Book of Abstracts: Albany 2005
Model of a Pseudoknot Structure with a Triple-helical Stem from the Telomerase RNA of Kluyveromyces lactis
Telomerase RNA is a part of a ribonucleoprotein complex, responsible for the maintenance of telomeres, ends of linear chromosomes. Telomerase RNA in budding yeasts is much longer and has a less conserved sequence than in vertebrates; its secondary structure is still an active area of research (1-4). Analysis of telomerase RNA sequences of six Kluyveromyces budding yeast species revealed a conserved pseudoknot structure essential for the telomerase function (5). Here we present a computer model for the pseudoknot of the K. lactis telomerase RNA, calculated with the miniCarlo program (6). An unusual feature of this pseudoknot is a triple-helical stem, where uridines from the third strand are located in the major groove of the duplex and form Hoogsteen hydrogen bonds with adenines of the duplex.

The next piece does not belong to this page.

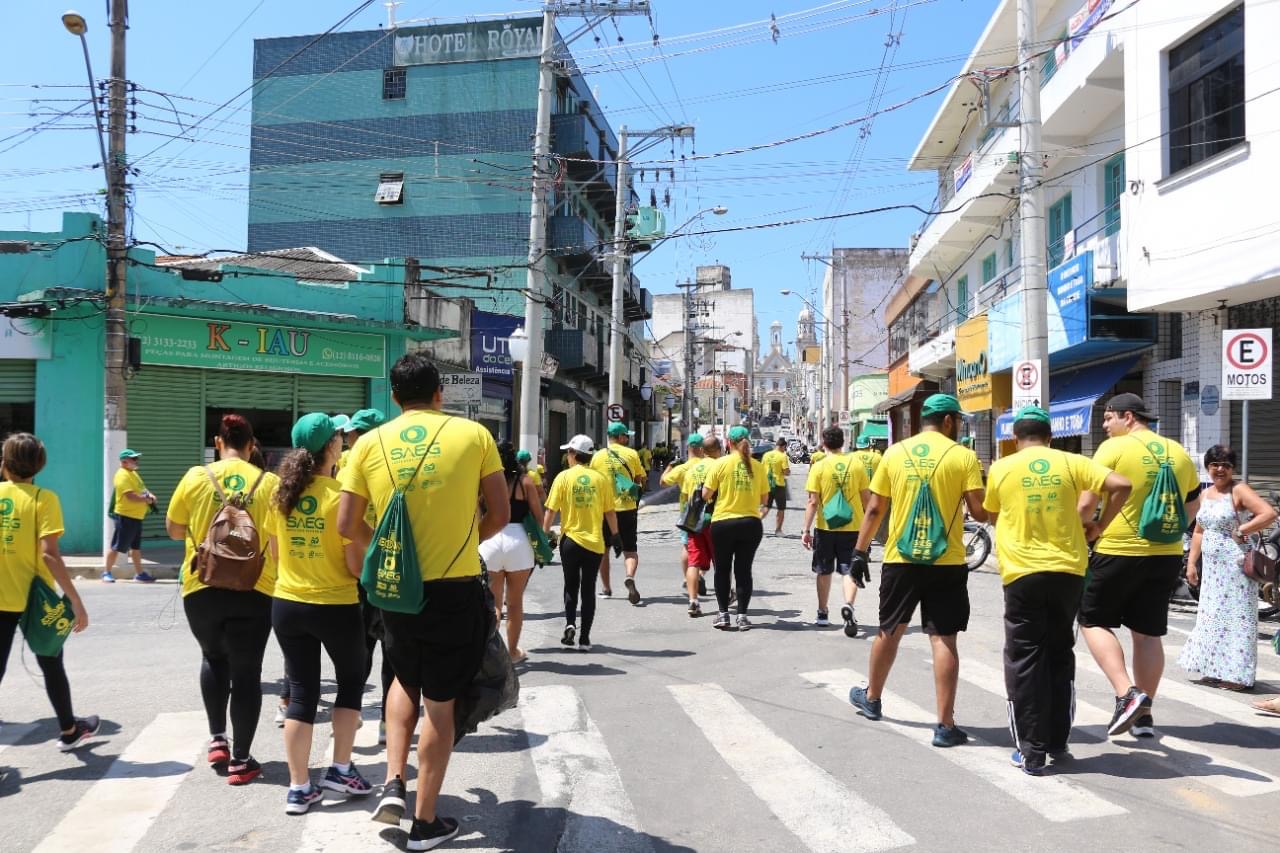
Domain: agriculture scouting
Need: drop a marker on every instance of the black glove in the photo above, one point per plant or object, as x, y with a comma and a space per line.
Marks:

This arrangement is similar to the classical major groove RNA triple helix (7) and not to the more commonly found minor groove triplex motifs of RNA pseudoknots (e.g., (8)). This model of the K. lactis telomerase RNA pseudoknot is confirmed by in vitro gel mobility assays and by a set of designed mutations in vivo, in particular, mutations on all three strands of the triple-helical stem. The K. lactis pseudoknot will be compared with the results of modeling studies for telomerase RNA of other organisms, which are currently in progress, and with the recently solved NMR structure of the human telomerase RNA pseudoknot (9).